Mit Mokoros, den traditionellen Einbaumbooten, fahren wir tief ins Okavango-Delta. Hier im Unesco-Welterbegebiet verbringen wir insgesamt vier Tage. Das Delta mit seinen Sümpfen, dem „Pfannenstiel“ und den Sandveld-Zungen ist eines der größten und tierreichsten Feuchtgebiete Afrikas. Flusspferde und Nilkrokodile, Spießböcke und auch Löwen und Leoparden tummeln sich hier, außerdem hunderte teils sehr seltene Vogelarten. Das Gebiet gilt auch als erster Ort im südlichen Afrika, an dem Menschen sesshaft wurden, und als Ausgangspunkt der Viehzucht. Wir campen zwei Nächte auf abgelegenen Inseln und brechen mehrmals zu Buschwanderungen auf.

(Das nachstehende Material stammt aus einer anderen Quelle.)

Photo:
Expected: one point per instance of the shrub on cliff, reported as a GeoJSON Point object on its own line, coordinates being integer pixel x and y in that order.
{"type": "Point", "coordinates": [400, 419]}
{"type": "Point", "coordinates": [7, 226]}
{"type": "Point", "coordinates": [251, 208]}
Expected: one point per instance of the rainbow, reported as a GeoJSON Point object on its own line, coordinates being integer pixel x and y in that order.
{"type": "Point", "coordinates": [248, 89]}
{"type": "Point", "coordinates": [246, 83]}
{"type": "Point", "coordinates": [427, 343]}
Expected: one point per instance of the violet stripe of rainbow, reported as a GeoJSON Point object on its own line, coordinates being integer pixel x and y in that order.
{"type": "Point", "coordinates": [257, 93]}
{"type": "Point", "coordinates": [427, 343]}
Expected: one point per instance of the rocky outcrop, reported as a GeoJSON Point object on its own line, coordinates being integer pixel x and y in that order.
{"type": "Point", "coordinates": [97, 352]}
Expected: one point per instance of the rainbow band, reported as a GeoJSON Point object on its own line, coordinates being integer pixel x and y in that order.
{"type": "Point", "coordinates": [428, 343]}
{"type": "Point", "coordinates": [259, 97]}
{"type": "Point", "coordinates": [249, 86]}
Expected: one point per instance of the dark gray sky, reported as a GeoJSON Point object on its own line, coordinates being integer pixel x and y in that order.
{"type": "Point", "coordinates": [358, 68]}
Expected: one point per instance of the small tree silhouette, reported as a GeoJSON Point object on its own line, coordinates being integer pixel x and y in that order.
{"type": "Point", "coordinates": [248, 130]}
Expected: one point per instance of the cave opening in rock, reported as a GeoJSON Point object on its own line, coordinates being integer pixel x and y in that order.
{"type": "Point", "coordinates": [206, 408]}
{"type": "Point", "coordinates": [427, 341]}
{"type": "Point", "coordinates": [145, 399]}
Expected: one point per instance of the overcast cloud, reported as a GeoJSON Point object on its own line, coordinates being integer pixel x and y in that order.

Und das ist erst der Anfang. In der Kalahari gehen wir mit San-Buschleuten spazieren, vor den Victoriafällen, einem der sieben Naturwunder der Erde, staunen wir über die waghalsige Brücke über die Schlucht. Nach dem Besuch der Cape Cross-Robbenkolonie und dem Naukluft-Naturschutzgebiet („Zebra-Park“) erwarten uns die roten Dünen der Namib-Wüste. „Namibia hat auch ein reiches Erbe an alter Felskunst“, erklärt unser lokaler Partner, „unser Guide im Brandberg Tsiseb-Schutzgebiet führt uns zum Felsbild der ´Weißen Dame´. Man nimmt an, dass es einen rituellen Tanz zeigt und die Weiße Dame tatsächlich ein Medizinmann ist.“

Allein die Zeltlager sind eine Klasse für sich. Wir schlafen: Am Fuße von „Namibias Matterhorn“, der Spitzkoppe. Neben einem der beleuchteten Wasserlöcher im Etosha Nationalpark; Elefanten, Antilopen und Löwen ganz nahe. Im Chobe Nationalpark. Und schließlich in der roten Namib-Wüste, unter den höchsten Sanddünen der Welt.